The study showed how to improve OR efficiency by combining advanced mathematical and financial techniques with the lowering of organizational barriers. The combination facilitates OR departments to improve OR efficiency when current methods will no longer benefit (3,7). The method is applicable in hospitals that set their surgical case schedules approximately 2 wk in advance, and potentially improves OR utilization by 4.5%. Improved efficiency implies that more operations can be performed at the same OR capacity or that less OR capacity is needed for the same number of operations. We also showed that potential benefits vary for different OR departments, depending on the uncertainty in case duration and number of ORs within one OR department. Absolute measures of this study are difficult to compare with results from other studies because Erasmus MC uses a specific method of reserving OR time in surgical schedules.

The algorithms used aimed to free OR blocks, because capacity that was previously allocated in these blocks is not accounted for while calculating the utilization rate. This is true for all OR departments that have sufficient flexibility in their staff scheduling to allow changes approximately 2 wk in advance.

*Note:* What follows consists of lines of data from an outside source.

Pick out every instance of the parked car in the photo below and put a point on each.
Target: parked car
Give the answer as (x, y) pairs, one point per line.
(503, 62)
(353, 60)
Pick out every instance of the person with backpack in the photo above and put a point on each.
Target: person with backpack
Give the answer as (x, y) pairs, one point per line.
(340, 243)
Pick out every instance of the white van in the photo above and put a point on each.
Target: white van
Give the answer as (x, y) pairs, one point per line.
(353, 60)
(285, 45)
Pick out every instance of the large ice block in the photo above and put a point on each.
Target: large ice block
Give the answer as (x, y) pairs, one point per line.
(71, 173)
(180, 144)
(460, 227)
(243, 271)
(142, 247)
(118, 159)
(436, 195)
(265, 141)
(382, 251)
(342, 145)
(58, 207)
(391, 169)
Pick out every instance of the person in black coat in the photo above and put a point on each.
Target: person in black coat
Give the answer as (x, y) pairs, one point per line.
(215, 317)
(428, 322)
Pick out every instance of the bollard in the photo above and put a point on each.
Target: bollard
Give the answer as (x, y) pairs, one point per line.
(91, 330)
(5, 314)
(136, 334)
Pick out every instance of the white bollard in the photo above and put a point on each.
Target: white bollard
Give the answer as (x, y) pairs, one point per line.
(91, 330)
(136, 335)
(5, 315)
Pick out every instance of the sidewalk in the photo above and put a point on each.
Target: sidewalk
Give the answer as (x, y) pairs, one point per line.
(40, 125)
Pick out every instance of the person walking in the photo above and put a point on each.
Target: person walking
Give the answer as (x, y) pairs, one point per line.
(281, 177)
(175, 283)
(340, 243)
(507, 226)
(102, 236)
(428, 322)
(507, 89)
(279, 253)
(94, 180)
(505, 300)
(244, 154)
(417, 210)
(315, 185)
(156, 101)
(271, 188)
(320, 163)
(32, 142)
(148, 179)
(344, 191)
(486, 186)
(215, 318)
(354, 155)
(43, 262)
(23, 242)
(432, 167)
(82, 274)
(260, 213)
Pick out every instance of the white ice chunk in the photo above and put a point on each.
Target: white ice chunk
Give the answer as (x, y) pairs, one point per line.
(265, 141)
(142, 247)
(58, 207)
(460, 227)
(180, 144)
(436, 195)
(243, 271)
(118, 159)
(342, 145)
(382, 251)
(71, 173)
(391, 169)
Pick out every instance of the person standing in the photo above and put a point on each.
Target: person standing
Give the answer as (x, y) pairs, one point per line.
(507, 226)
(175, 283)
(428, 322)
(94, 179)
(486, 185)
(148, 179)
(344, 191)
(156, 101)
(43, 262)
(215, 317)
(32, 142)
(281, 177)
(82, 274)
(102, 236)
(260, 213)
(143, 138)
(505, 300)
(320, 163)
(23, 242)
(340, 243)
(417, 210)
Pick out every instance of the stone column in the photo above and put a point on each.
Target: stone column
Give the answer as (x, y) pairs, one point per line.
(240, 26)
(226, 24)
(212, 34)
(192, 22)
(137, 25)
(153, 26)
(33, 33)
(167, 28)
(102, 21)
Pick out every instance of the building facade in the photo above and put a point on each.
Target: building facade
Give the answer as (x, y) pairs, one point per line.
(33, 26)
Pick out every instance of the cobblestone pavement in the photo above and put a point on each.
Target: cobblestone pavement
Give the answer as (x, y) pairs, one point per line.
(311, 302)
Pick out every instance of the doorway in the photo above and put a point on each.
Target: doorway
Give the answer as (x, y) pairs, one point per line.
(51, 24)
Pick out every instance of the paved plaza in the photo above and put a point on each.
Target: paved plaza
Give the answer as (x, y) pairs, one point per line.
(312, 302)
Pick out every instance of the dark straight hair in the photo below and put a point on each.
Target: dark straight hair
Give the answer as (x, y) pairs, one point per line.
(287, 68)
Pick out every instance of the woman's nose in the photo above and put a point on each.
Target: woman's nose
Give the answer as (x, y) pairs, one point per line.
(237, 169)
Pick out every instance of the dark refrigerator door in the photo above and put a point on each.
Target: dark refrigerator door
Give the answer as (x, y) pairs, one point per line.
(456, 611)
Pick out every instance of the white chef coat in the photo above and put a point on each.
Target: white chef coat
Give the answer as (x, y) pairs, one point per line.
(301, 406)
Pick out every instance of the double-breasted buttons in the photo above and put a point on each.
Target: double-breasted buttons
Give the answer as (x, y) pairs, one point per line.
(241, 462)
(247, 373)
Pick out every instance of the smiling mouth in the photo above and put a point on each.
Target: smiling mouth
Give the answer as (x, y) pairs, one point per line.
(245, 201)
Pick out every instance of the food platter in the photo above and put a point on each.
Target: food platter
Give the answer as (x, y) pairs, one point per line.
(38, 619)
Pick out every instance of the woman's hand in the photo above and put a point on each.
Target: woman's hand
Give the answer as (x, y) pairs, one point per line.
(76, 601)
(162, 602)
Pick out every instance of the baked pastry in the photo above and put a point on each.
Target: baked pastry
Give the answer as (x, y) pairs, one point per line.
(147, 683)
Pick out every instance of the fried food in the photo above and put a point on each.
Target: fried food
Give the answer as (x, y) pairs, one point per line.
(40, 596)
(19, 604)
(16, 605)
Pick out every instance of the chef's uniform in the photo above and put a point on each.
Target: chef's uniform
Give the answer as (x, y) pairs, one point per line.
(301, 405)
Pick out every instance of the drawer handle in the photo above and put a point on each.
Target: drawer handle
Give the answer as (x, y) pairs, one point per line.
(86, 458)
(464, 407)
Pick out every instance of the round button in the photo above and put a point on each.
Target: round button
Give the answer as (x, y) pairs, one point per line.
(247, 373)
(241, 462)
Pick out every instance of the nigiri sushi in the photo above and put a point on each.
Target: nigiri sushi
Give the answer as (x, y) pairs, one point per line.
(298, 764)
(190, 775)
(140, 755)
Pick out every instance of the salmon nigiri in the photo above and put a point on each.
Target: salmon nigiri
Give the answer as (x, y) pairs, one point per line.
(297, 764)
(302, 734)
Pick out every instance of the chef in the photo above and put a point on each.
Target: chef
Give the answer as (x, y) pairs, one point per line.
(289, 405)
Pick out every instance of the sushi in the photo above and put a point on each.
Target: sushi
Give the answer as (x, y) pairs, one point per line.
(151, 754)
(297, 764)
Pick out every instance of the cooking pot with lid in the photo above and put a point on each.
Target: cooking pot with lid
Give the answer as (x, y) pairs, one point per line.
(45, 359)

We assumed in the analysis that surgical case durations show normal distribution. Other studies have shown that a lognormal distribution is a better approximation of the real duration (18). Calculation of planned slack, which is required to simulate the portfolio effect, requires a closed form probability distribution. This is not the case for a lognormal distribution, and this is why we have opted for a normal distribution, which may modestly influence the outcomes. Since the amount of planned slack is similarly calculated for the RBRS algorithm compared with that for the Best Fit heuristic, we do not expect that the assumption influences the calculated outcomes.

Many hospital use information technology systems to actually schedule their surgical cases in the available blocks. The mathematical techniques presented in this paper can easily be incorporated in such information technology systems, permitting planners to actually use the mathematical algorithms. Using the techniques addressed in this paper, and given a flexibility scenario agreed upon beforehand, the set of cases planned by the different departments in their blocks is collectively optimized after surgeons have set their patients' surgery dates. After optimization, each department can match its surgeon and bed planning with the new, more efficient, case schedule.

Lowering organizational barriers might have some negative effects and will require a more flexible attitude of surgical departments and individual surgeons. First, allowing various surgical departments to use the same OR may result in longer waiting times for surgeons. Second, surgeons may be scheduled in various ORs on the same day. Third, having surgeons operate on different days in the week requires adjustment of their other tasks, especially in hospitals where surgeons are highly specialized and where cases cannot be interchanged among surgeons. All these issues should be carefully addressed and weighed against the efficiency increase. The essential consideration, we believe, is that the drawbacks for a surgical department can be compensated for by the huge amount of extra OR capacity, which can be used to shorten the waiting list and earn more money.

Another aspect of implementation of the techniques is the required additional flexibility of the ORs. Each OR has to be uniformly equipped so that all surgical departments may operate in it. The efficiency increase achieved by the proposed method would justify the investment to equip all ORs generically.

Each hospital can choose a flexibility scenario that matches its requirements. Even more scenarios can be made to show benefits of even lower organizational barriers. The potential benefits can be calculated by comparing the current case scheduling strategy, in this paper represented by a first-fit algorithm, and the future situation in which the portfolio effect and bin-packing techniques have been applied and organizational constraints have been relieved. This paper provides a tool for any hospital type to make their own trade-off between flexibility and higher utilization of OR capacity.